Surprisingly, young families make up the bulk of subscribers. Perhaps they are more adventurous in the kitchen, but the discovery that locally grown food is competitively priced and far fresher than imported produce is also a key.
“People want to feel connected to their community, and food can play an important role in filling that need,” Laura said.
Like any startup business owners, Laura and Nigel, are quick to admit there are struggles. In the year that their son, Callum, was born, farming became even more challenging when smoke from wildfires filled the Creston Valley, obliterating the sun and keeping many indoors.

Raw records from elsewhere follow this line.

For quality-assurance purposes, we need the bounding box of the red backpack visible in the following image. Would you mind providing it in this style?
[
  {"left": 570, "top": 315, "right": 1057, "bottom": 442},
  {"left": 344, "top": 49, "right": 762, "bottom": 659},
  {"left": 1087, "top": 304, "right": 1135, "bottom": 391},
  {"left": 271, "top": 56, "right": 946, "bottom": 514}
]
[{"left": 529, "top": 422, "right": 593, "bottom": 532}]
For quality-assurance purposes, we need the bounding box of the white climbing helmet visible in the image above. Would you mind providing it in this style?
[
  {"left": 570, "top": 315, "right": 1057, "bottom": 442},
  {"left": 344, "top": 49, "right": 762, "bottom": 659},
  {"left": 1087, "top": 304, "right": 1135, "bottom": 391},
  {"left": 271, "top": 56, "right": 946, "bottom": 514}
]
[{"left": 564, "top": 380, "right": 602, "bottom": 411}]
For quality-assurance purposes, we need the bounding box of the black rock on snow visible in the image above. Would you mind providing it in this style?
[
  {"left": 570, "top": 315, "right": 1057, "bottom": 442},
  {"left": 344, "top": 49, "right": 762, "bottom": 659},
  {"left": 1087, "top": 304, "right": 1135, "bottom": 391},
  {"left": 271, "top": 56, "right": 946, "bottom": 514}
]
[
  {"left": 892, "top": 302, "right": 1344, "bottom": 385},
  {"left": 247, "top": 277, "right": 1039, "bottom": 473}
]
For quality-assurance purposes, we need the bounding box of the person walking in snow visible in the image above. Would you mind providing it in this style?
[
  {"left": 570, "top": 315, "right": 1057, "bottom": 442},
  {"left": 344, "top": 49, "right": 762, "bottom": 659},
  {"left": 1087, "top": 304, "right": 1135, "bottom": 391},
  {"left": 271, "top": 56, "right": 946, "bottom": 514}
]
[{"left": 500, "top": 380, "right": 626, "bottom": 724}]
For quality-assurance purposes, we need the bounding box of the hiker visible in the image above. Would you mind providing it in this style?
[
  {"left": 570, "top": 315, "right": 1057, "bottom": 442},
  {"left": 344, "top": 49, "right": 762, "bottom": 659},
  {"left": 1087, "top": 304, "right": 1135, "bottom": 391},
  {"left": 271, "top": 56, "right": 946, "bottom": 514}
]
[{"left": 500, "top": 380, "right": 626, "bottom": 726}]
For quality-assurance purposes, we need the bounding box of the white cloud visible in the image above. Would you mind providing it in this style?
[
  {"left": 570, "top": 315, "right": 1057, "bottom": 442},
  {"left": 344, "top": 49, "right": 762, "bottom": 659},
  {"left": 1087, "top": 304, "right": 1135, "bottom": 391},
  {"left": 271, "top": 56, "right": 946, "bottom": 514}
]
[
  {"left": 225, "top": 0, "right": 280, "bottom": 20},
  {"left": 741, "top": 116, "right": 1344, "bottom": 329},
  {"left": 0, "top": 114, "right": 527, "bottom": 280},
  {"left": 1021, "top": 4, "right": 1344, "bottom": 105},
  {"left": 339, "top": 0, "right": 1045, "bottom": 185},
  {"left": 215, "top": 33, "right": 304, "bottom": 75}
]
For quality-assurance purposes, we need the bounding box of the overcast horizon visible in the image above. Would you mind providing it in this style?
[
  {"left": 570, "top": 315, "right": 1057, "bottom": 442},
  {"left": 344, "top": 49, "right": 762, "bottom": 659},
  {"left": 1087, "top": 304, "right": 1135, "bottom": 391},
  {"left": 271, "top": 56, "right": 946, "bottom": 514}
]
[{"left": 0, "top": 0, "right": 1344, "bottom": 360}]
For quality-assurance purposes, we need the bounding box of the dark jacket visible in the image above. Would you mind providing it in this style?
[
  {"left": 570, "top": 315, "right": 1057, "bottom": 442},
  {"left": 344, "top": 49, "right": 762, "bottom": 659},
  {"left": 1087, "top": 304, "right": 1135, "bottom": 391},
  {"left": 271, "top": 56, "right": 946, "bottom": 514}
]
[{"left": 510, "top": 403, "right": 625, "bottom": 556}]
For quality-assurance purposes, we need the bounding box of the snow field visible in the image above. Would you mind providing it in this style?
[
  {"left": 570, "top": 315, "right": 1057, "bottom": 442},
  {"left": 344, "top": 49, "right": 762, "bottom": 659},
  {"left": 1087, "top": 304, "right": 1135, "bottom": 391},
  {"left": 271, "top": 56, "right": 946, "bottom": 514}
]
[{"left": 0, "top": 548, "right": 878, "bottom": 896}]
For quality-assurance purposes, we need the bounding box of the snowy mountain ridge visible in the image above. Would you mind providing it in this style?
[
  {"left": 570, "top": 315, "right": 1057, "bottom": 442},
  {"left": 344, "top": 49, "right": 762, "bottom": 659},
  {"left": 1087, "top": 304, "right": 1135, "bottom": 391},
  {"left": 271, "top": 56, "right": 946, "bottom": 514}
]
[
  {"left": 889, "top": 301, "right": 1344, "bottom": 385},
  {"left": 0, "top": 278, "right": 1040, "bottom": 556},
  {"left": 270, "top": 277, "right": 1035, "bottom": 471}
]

“We really questioned what we were doing,” Laura said.
This year, Nigel points out a dry shallow spot near the greenhouse that is usually overflowing with water at this time of year. Spring water that often runs across the driveway during freshet has not appeared. Climate change might allow for the growth of crops that would not have thrived here a few decades ago, but a shortage of water fills farmers everywhere with fear.
On balance, though, Laura describes the venture into market gardening as “a pretty feel-good story,” one illustrated with images of a energetic and imaginative couple thrilled at the notion that their child loves being out in the dirt among the plants, and with the belief that producing nutritious, organic, locally grown food is an honourable and important endeavor.